PWMU.CO – Islam Ajarkan Kerja Keras agar Produktif dan Bisa Memberi. Ketua Pimpinan Pusat (PP) Muhammadiyah Drs Hajriyanto Yasin Thohari MA membahasnya pada Kajian Ramadhan 1442 H yang digelar Pimpinan Wilayah Muhammadiyah (PWM) Jatim, Ahad (18/4/21).
Sebelum membahas ini, Hajriyanto menjelaskan konsep dasar produktif. Ia mengenalkan arti kata produktif dalam KBBI. Yaitu mampu menghasilkan dalam jumlah besar; mendatangkan hasil dan manfaat, menguntungkan; serta mampu menghasilkan terus dan dipakai secara teratur untuk membentuk unsur-unsur baru.

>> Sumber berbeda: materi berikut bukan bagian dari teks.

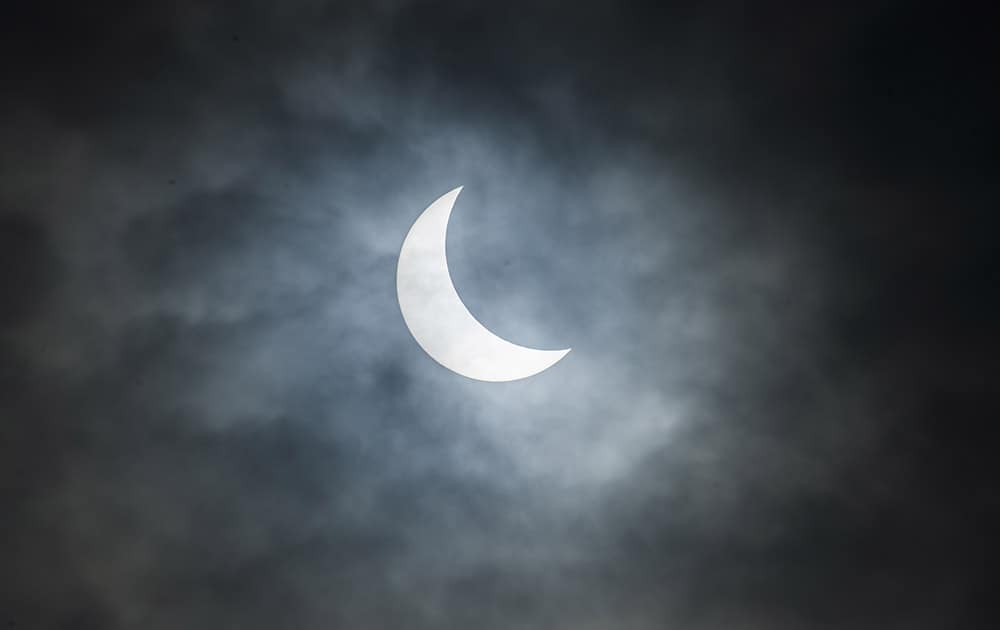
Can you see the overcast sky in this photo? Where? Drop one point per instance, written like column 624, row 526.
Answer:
column 765, row 231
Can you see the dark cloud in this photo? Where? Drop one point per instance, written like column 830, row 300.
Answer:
column 765, row 230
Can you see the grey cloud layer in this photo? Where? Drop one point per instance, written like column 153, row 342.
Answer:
column 219, row 418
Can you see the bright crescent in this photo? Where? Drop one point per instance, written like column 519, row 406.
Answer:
column 437, row 318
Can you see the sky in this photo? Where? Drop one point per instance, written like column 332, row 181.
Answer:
column 767, row 232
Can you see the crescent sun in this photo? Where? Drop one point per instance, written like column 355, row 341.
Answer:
column 436, row 316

Hajriyanto menjelaskan, begitu pentingnya alat produksi—dalam ilmu antropologi di madzhab materialisme (Marvin Harris, Marcel Mauss)—sehingga bisa menentukan kesadaran manusia. Bukan kesadaran yang menentukan materi (alat produksi).
Jika alat produksi berubah, maka akan mengubah kebudayaan. “Masyarakat yang mata pencahariannya berburu tentu beda dengan yang bertani. Demikian juga (yang bekerja) di bidang industri, jasa, dan lainnya,” jelasnya.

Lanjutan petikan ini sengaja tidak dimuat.